第三話
こうして明たちは美奈を先頭に、ツチノコ探しの旅に出た。旅といっても近所にそびえる石巻山に行くだけだが。しかし、これが危険極まりない冒険になろうなんて、この四人のうちの誰一人として予想できていなかった。
「この写真、どの辺だと思う?」
自転車をこぎながら、美奈が誰にともなく話しかける。
「蛇穴の周辺じゃないかな」
写真の風景に見覚えのあった明が答えた。
蛇穴というのは、一種の小さな洞窟だ。それもまったく光の入らない洞窟だ。瞬、美奈、瞳の顔にかすかだが動揺の色が走った。
「懐中電灯とか俺、持ってないよ」
「わたしも」
まず瞬が懸念を口にし、続けて女子二人が同調した。
「大丈夫、念のため僕が持ってきたから」
明が胸を張って言う。他の三人は意外そうな顔をした。
「珍しく準備がいいじゃん」
一同を代表して瞬が感心の声を上げた。珍しくは余計だって、明は心の中でぼやいたが、やはり顔には出さない。口にも出さない。曖昧に笑っただけ。
「ここからは歩こう」
山のふもとに着くと、美奈が言った。

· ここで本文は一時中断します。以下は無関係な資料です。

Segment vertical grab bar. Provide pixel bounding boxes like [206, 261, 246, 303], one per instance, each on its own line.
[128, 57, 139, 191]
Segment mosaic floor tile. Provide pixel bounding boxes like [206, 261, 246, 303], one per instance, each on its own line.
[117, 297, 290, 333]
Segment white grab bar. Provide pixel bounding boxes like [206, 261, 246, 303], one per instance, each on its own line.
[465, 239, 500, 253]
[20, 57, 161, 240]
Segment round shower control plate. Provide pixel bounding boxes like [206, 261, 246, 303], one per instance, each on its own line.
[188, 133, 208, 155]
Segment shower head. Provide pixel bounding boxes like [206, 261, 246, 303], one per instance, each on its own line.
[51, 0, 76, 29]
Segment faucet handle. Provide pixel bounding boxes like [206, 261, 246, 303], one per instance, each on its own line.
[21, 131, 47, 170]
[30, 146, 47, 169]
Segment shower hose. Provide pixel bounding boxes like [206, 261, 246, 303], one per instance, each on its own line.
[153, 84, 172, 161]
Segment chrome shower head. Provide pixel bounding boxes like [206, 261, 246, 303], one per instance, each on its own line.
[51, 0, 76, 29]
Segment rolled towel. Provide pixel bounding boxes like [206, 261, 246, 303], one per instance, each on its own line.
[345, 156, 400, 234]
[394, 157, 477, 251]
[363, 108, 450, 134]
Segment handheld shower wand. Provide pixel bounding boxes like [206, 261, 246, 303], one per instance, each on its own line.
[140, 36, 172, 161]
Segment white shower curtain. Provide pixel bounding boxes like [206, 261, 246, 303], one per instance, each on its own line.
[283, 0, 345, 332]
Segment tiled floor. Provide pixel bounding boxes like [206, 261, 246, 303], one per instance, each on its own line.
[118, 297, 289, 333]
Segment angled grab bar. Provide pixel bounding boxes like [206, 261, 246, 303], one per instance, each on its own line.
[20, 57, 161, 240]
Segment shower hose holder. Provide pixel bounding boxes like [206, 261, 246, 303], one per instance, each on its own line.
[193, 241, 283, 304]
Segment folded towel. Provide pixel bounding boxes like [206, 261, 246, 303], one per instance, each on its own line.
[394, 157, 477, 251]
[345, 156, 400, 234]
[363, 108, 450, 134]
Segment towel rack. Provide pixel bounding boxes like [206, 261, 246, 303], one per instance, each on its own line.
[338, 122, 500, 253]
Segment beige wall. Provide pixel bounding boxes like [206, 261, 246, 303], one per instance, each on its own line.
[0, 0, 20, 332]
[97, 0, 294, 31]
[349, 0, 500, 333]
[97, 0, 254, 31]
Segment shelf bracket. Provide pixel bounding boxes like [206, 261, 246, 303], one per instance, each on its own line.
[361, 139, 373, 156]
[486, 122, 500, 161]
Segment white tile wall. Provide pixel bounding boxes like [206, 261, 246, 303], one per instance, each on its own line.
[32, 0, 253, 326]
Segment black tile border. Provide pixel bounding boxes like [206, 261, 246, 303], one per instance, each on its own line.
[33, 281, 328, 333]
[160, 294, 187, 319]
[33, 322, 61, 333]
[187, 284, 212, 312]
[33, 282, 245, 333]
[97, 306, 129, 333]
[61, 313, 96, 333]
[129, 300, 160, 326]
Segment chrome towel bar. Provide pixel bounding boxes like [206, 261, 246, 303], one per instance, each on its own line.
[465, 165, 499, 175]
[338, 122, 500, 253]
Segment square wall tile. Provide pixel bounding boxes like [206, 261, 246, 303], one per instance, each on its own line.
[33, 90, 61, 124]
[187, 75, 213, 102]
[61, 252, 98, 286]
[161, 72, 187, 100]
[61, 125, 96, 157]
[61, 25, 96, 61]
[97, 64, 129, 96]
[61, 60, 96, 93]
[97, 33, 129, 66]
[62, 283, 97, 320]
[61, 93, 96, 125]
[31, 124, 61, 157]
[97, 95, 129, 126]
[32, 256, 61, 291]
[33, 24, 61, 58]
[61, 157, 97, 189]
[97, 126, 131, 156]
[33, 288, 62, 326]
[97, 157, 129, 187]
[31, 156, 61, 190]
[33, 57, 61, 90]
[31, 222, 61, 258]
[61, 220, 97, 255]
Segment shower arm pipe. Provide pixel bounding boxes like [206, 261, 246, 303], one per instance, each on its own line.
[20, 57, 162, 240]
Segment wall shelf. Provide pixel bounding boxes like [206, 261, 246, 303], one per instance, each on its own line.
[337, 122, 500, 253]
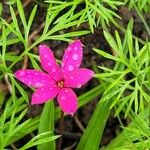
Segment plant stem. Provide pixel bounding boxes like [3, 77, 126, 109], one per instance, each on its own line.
[58, 110, 64, 150]
[134, 5, 150, 35]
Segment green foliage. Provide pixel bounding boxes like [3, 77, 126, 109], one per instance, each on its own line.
[0, 0, 150, 150]
[126, 0, 150, 13]
[94, 21, 150, 116]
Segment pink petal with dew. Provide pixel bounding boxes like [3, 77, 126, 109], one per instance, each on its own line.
[39, 45, 62, 81]
[64, 68, 94, 88]
[31, 85, 60, 105]
[57, 88, 78, 115]
[61, 40, 83, 72]
[15, 69, 55, 88]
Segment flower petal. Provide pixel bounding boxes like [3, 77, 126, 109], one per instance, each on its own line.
[61, 40, 83, 72]
[57, 88, 78, 115]
[15, 69, 55, 88]
[64, 68, 94, 88]
[31, 85, 60, 105]
[39, 45, 62, 81]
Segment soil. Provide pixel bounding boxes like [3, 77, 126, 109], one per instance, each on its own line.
[0, 1, 150, 150]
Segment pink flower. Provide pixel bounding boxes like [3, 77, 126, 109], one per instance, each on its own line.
[15, 40, 94, 115]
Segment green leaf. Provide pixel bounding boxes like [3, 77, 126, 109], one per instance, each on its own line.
[93, 48, 121, 61]
[17, 0, 27, 31]
[0, 3, 3, 16]
[37, 100, 56, 150]
[77, 91, 118, 150]
[20, 132, 59, 150]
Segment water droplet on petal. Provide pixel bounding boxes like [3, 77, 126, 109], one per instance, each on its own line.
[70, 76, 74, 80]
[44, 54, 48, 58]
[61, 96, 65, 100]
[72, 54, 78, 60]
[48, 62, 51, 66]
[52, 68, 56, 72]
[19, 71, 25, 76]
[68, 65, 74, 71]
[65, 90, 68, 93]
[74, 46, 78, 50]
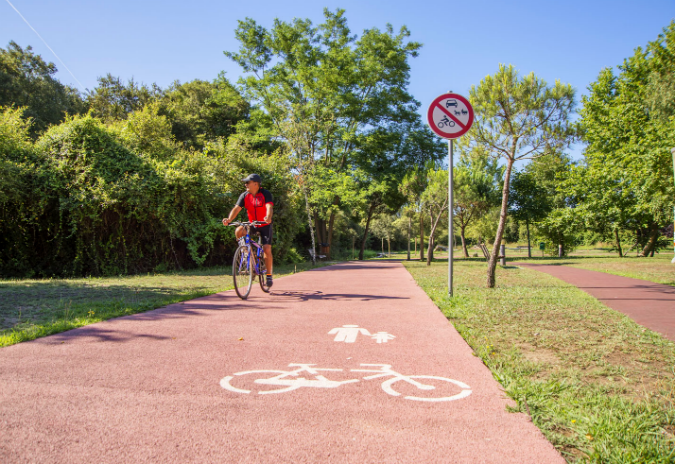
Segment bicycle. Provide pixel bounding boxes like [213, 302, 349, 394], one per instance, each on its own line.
[228, 221, 270, 300]
[220, 363, 472, 402]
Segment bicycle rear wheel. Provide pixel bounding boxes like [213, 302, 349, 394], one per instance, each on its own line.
[258, 254, 270, 293]
[232, 245, 253, 300]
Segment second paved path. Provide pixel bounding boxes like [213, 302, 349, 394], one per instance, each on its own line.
[0, 262, 564, 464]
[513, 262, 675, 341]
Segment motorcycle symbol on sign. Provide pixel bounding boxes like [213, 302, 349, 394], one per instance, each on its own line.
[220, 363, 471, 402]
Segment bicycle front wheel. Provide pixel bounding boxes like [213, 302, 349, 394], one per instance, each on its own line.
[232, 245, 253, 300]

そこで四人は自転車を降りて歩き始める。
「なんか探検隊みたいだね」
「みたいじゃなくて、実際そうなの」
瞳と美奈の会話だ。明と瞬は黙々と歩いている。
水の音が聞こえる。近くを川が流れているのだ。明はなんとなくドキドキしてきた。本当にツチノコがいるような気がする。
「本当にツチノコいるかもね」
思わず口に出していた。
「そう思うでしょ。さすが明君。誰かさんとはぜんぜん違うわ」
美奈はそう言って、嫌味満点の目つきで瞬をちらりと見た。その皮肉に気づいたのか、瞬は苦虫を噛み潰したような顔をしている。
「この辺じゃない?」
瞳が言った。三人はその声につられて周囲を見回す。緊張が四人を包む。
「本当だ。ここ、ここ。絶対ここだよ」
写真と景色をじっと見比べていた美奈が、突然うれしそうに叫んだ。まるで目的のツチノコを見つけたような言い方だが、実際には何もいない。閑散としている。
「でも、どこをどう探せばいいんだよ」
瞬が、ぼそっとつぶやく。
「多分、あの蛇穴の中にいるんじゃない?」
明が答える。確信はなかった。しかし、なんとなくそんな気がした。
そこで一行は蛇穴の中に入ることになった。
中は真っ暗だった。光がまったく入ってこない。明の懐中電灯が大いに役立った。これがなければ、入っても一歩も進むことができなかっただろう。
ピチャッ。ピチャッ。
天井から水が滴り落ちている。静寂の中、水の音だけが響いている。明は背中に冷たいものが走るのを感じた。